On December 12, 1977, CBS moved Tattletales to the 10:00/9:00 AM in a scheduling shuffle with The Price Is Right and Match Game '77. Tattletales gradually began to lose viewers and ran its 1,075th and final show of the original version on March 31, 1978. It was replaced by Pass the Buck. A weekly nighttime version, syndicated by Firestone aired during the 1977–78 season, but was not renewed.

In 1981, CBS asked Mark Goodson to bring Tattletales back, and it returned on January 18, 1982, replacing the low-rated news show Up to the Minute. It aired at 4:00/3:00 PM until June 1, 1984, when it was replaced by another Goodson show, Body Language.

On March 12, 2021, the streaming service HBO Max announced that it had ordered a reboot of Tattletales, which would be produced by Ayesha and Stephen "Steph" Curry, and feature celebrity couples playing for charity.

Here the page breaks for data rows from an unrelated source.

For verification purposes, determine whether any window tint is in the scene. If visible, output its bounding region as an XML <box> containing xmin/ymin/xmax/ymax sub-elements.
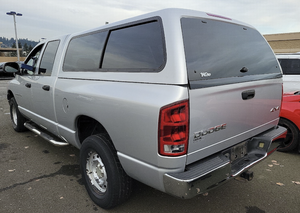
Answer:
<box><xmin>102</xmin><ymin>21</ymin><xmax>165</xmax><ymax>71</ymax></box>
<box><xmin>22</xmin><ymin>44</ymin><xmax>44</xmax><ymax>75</ymax></box>
<box><xmin>63</xmin><ymin>32</ymin><xmax>107</xmax><ymax>71</ymax></box>
<box><xmin>39</xmin><ymin>41</ymin><xmax>59</xmax><ymax>75</ymax></box>
<box><xmin>278</xmin><ymin>59</ymin><xmax>300</xmax><ymax>75</ymax></box>
<box><xmin>181</xmin><ymin>18</ymin><xmax>280</xmax><ymax>84</ymax></box>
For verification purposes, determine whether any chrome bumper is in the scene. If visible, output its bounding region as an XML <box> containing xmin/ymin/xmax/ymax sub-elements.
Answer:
<box><xmin>164</xmin><ymin>126</ymin><xmax>286</xmax><ymax>199</ymax></box>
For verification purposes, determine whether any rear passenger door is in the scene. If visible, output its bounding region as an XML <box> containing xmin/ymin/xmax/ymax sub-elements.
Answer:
<box><xmin>31</xmin><ymin>40</ymin><xmax>60</xmax><ymax>133</ymax></box>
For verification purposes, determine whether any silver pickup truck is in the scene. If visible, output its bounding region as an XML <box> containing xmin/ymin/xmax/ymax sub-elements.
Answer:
<box><xmin>4</xmin><ymin>9</ymin><xmax>286</xmax><ymax>208</ymax></box>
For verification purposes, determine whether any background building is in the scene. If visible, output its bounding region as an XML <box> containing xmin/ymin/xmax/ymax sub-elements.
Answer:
<box><xmin>264</xmin><ymin>32</ymin><xmax>300</xmax><ymax>53</ymax></box>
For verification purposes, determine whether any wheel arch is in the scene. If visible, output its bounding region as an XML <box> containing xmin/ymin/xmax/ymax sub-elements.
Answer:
<box><xmin>76</xmin><ymin>115</ymin><xmax>109</xmax><ymax>144</ymax></box>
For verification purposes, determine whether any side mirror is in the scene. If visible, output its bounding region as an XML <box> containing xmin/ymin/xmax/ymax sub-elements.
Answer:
<box><xmin>3</xmin><ymin>62</ymin><xmax>20</xmax><ymax>73</ymax></box>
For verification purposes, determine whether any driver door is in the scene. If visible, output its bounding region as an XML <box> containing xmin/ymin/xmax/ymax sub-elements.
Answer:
<box><xmin>14</xmin><ymin>44</ymin><xmax>44</xmax><ymax>119</ymax></box>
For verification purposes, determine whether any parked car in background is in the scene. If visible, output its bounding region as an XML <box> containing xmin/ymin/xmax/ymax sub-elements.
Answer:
<box><xmin>276</xmin><ymin>52</ymin><xmax>300</xmax><ymax>93</ymax></box>
<box><xmin>276</xmin><ymin>52</ymin><xmax>300</xmax><ymax>152</ymax></box>
<box><xmin>278</xmin><ymin>91</ymin><xmax>300</xmax><ymax>153</ymax></box>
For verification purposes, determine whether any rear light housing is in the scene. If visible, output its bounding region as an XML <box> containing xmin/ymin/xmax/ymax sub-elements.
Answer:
<box><xmin>158</xmin><ymin>100</ymin><xmax>189</xmax><ymax>156</ymax></box>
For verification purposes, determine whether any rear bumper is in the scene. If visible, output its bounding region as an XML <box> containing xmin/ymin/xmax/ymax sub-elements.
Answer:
<box><xmin>164</xmin><ymin>126</ymin><xmax>286</xmax><ymax>199</ymax></box>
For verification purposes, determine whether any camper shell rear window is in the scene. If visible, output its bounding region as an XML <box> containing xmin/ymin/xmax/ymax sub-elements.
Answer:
<box><xmin>181</xmin><ymin>17</ymin><xmax>281</xmax><ymax>88</ymax></box>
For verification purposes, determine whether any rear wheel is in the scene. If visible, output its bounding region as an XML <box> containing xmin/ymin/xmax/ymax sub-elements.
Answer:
<box><xmin>80</xmin><ymin>134</ymin><xmax>132</xmax><ymax>209</ymax></box>
<box><xmin>278</xmin><ymin>118</ymin><xmax>299</xmax><ymax>152</ymax></box>
<box><xmin>9</xmin><ymin>98</ymin><xmax>27</xmax><ymax>132</ymax></box>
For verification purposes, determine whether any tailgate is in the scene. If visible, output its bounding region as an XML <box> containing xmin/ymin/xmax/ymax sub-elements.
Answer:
<box><xmin>187</xmin><ymin>79</ymin><xmax>282</xmax><ymax>164</ymax></box>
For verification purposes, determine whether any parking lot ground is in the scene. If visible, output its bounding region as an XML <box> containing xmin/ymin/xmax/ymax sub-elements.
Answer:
<box><xmin>0</xmin><ymin>80</ymin><xmax>300</xmax><ymax>213</ymax></box>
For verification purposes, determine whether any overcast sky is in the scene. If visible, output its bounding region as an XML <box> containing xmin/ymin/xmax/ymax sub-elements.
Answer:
<box><xmin>0</xmin><ymin>0</ymin><xmax>300</xmax><ymax>41</ymax></box>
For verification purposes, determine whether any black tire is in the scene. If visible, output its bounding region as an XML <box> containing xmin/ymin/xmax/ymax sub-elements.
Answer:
<box><xmin>278</xmin><ymin>118</ymin><xmax>299</xmax><ymax>152</ymax></box>
<box><xmin>9</xmin><ymin>98</ymin><xmax>27</xmax><ymax>132</ymax></box>
<box><xmin>80</xmin><ymin>134</ymin><xmax>132</xmax><ymax>209</ymax></box>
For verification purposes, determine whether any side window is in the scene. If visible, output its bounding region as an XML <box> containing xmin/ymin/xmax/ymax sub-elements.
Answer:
<box><xmin>63</xmin><ymin>32</ymin><xmax>107</xmax><ymax>71</ymax></box>
<box><xmin>22</xmin><ymin>44</ymin><xmax>44</xmax><ymax>75</ymax></box>
<box><xmin>38</xmin><ymin>40</ymin><xmax>59</xmax><ymax>76</ymax></box>
<box><xmin>101</xmin><ymin>21</ymin><xmax>165</xmax><ymax>72</ymax></box>
<box><xmin>278</xmin><ymin>59</ymin><xmax>300</xmax><ymax>75</ymax></box>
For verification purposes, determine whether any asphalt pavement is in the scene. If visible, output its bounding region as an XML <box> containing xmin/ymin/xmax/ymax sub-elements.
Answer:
<box><xmin>0</xmin><ymin>79</ymin><xmax>300</xmax><ymax>213</ymax></box>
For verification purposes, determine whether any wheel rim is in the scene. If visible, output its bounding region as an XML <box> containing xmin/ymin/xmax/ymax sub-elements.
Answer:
<box><xmin>11</xmin><ymin>105</ymin><xmax>18</xmax><ymax>125</ymax></box>
<box><xmin>86</xmin><ymin>151</ymin><xmax>107</xmax><ymax>194</ymax></box>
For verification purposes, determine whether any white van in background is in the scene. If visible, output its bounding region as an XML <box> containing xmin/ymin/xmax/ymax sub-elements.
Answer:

Fremantle stated that the reboot would also feature physical challenges and viewer-submitted questions. However, on August 23, 2021, it was announced that the show would be retitled to About Last Night, with an initial premiere set for fall 2021. In January 2022, it was announced that it would premiere on February 10, 2022. In August 2022, the series was removed from HBO Max.

==Episode status==
Both versions of Tattletales remain intact, but only a portion have been seen on Game Show Network: episodes of the CBS run from 1974 to 1978 and several months of the 1982–84 run. GSN never reran the nighttime syndicated version. Episodes of the 1974–1977 daytime version of Tattletales can currently be seen on Buzzr.

Two episodes of the nighttime syndicated version aired on Buzzr on February 9, 2020, as part of their "Love at First Sight" marathon.

==International versions==
An Australian version of Tattletales aired on the Seven Network as Celebrity Tattle Tales, hosted by Ugly Dave Gray for a brief time in 1980, and was produced by Reg Grundy. The show was cancelled after being on the air for only three months. Each of the first five questions was worth $60 with one $120 question to follow.

A Brazilian version of Tattletales ran on Sistema Brasileiro de Televisão from 1975 to 1986 under the name Ela Disse, Ele Disse ("She said, He said") hosted by Silvio Santos.

| Country | Name | Host | Network | Date premiered |
|---|---|---|---|---|
| Australia | Celebrity Tattle Tales | Ugly Dave Gray | Seven Network | 1980 |
| Brazil | Ela Disse, Ele Disse | Silvio Santos | SBT | 1975–1986 |

==In popular culture==
A spoof of the show aired on a 1977 episode of SCTV; called 'Celebrity TattleTales', the segment (a commercial for the show) featured Prince Philip (Joe Flaherty) and Queen Elizabeth (Catherine O'Hara) being asked a question by Bert Convy (played by Eugene Levy).